Table 11 OLS estimates of political inequality effects on the level of natural gas provisioning.
Table 12 OLS estimates of political inequality effects on the level of natural gas provisioning—additional results.

This indicates that as competition increases politicians are amenable to public demand. In contrast, when we look at political patrons who draw from 40 to 90% of the votes (column 5 in Tables 11 and 12 in “Appendix C”), not only is there no significant effect but the sign is negative. Not only are these political patrons likely to be extremely powerful but since they have no political competition, they have no incentive to meet public good demands. Finally, columns 6 and 7 in Table 11 explore how political patronage interacts with land-based patronage to effect gas provisioning. We include the 400-acre landed patron in the regression with the 20-percent political patron variable (column 6), and also include an interaction term between the two variables (column 7). Two results are note-worthy: (1) The significance and direction of the political patron variable does not change even in the presence of (large) landed patrons, and (2) The presence of a landed patron has no statistical bearing on gas provisioning once we control for the political process. Together, these factors suggest that not only does political competition matter but that landed elite are not pushed to deliver public goods unless doing so provides a means to consolidate political power.

6 Conclusion

This study shows that ethnic inequalities in land and income are significantly associated with access to a subsidized public good. We also document a strong relationship between political competition and public goods provisioning. While recent literature has documented the (negative) association of public goods and group inequality, we are unaware of any work that has looked at the intersection of horizontal inequalities and political competition. This paper is an effort to fill this gap.

First, by using voting data from the 2008 election we construct measures of political competition and patronage for each district in Pakistan. We augment this data by constructing district level measures of income and land inequality, both horizontal and vertical, using Household survey data from 2010. We find that measures of horizontal income and land inequality are non-linearly associated with natural gas provisioning. At lower levels of ethnic inequality, an increase in inequality is associated with higher access to the public good while this association reverses at higher levels of ethnic inequality. Second, we find that districts with very large land holding patrons are associated with higher gas provisioning. Thirdly, the effect of these large patrons becomes insignificant when we control for political competition. In particular, we find that districts where political competition is high i.e. when there are a number of agents who can garner at least 20% of the vote, have higher access to the public good. On the other hand, districts where an agent can garner 40% or more of the votes cast and does not face much competition, are associated with lower provisioning.

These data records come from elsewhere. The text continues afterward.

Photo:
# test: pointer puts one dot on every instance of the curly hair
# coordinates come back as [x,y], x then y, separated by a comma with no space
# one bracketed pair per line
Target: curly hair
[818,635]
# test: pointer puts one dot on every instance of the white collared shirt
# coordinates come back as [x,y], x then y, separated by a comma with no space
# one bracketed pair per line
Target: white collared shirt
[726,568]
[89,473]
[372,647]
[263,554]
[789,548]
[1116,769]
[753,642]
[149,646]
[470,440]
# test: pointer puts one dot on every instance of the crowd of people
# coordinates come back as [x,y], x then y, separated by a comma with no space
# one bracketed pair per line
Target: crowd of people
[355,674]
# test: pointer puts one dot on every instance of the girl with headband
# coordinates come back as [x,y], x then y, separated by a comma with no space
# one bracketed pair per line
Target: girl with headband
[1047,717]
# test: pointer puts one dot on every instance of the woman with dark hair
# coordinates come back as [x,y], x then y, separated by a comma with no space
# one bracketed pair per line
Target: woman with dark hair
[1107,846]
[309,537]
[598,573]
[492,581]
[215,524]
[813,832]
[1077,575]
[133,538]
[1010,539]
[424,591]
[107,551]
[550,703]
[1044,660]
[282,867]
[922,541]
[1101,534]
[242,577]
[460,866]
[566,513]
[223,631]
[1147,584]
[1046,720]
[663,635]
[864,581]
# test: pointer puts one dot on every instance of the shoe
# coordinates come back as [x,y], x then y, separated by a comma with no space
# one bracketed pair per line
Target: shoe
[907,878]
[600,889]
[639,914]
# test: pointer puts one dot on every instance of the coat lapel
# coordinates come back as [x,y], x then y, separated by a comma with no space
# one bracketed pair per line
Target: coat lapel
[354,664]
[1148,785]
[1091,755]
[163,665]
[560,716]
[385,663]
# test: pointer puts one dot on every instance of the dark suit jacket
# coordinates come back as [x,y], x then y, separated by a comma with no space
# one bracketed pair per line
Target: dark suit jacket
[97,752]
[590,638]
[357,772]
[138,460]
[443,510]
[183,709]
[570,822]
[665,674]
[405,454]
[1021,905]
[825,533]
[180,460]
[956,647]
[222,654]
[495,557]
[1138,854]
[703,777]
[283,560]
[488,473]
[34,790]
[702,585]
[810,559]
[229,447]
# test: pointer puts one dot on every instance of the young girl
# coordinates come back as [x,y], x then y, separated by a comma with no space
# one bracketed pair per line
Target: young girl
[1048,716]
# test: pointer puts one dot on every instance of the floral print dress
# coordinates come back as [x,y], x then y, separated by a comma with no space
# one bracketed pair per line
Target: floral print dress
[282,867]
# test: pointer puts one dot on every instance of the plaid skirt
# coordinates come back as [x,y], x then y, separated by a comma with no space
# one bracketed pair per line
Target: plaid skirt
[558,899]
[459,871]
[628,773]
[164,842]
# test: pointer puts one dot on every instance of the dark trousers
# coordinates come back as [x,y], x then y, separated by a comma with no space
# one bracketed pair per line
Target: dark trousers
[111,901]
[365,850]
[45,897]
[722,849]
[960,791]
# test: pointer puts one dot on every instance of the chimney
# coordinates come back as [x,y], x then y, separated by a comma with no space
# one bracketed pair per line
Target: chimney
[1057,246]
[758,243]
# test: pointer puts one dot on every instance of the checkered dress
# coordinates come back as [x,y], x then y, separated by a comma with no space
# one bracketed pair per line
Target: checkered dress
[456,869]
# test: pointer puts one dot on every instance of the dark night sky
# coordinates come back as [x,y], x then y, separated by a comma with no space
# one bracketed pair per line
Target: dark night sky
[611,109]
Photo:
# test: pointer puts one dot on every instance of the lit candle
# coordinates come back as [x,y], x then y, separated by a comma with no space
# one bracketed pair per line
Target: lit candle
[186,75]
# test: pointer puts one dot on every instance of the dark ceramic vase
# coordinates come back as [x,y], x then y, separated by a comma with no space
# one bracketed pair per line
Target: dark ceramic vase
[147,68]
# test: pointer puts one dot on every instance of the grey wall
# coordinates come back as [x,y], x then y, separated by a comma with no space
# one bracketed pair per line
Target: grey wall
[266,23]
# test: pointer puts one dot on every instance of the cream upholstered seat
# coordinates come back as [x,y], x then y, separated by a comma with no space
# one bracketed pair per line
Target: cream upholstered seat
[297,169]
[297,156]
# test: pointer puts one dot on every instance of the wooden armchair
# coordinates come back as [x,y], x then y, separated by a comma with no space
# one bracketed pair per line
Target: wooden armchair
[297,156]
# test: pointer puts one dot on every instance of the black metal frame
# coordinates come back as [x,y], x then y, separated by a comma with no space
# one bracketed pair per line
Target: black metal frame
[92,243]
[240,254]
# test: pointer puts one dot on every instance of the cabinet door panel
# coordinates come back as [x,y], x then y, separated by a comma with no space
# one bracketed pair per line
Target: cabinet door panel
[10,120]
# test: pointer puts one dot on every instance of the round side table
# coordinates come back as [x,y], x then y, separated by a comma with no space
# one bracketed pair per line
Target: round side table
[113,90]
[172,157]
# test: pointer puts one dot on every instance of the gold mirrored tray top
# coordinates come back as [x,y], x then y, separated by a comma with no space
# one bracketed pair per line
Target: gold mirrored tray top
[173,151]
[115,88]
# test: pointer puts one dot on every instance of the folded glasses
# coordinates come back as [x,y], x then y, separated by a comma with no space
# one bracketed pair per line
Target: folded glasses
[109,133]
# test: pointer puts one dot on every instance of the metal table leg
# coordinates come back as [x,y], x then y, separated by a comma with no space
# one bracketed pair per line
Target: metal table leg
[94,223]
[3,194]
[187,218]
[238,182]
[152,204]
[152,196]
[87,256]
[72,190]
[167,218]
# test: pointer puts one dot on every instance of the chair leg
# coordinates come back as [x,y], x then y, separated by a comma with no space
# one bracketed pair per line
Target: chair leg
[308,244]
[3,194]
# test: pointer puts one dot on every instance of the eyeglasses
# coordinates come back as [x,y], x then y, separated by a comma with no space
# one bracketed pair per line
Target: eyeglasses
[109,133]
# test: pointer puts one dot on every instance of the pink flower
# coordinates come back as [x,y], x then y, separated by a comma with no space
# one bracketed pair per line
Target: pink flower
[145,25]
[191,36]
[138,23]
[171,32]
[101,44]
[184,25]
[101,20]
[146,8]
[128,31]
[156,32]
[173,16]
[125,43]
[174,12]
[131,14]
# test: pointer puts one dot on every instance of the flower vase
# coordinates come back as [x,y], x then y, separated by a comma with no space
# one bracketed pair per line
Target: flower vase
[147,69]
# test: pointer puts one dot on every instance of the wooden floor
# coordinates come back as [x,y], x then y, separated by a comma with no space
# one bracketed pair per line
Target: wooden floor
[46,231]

These findings generate several concerns. Firstly, the concave relationship between group inequality and public goods provisioning suggests that areas with very high inequalities will systematically lag behind less unequal areas. This implies that areas with high proportions of economically excluded communities are precisely the ones that are left behind by the state. The positive side, however, is that political entrepreneurs can potentially leverage these inequalities and lack of provisioning to garner votes. To the extent that political entrepreneurship is endogenous, this warrants further work into studying the emergence of local level political leadership.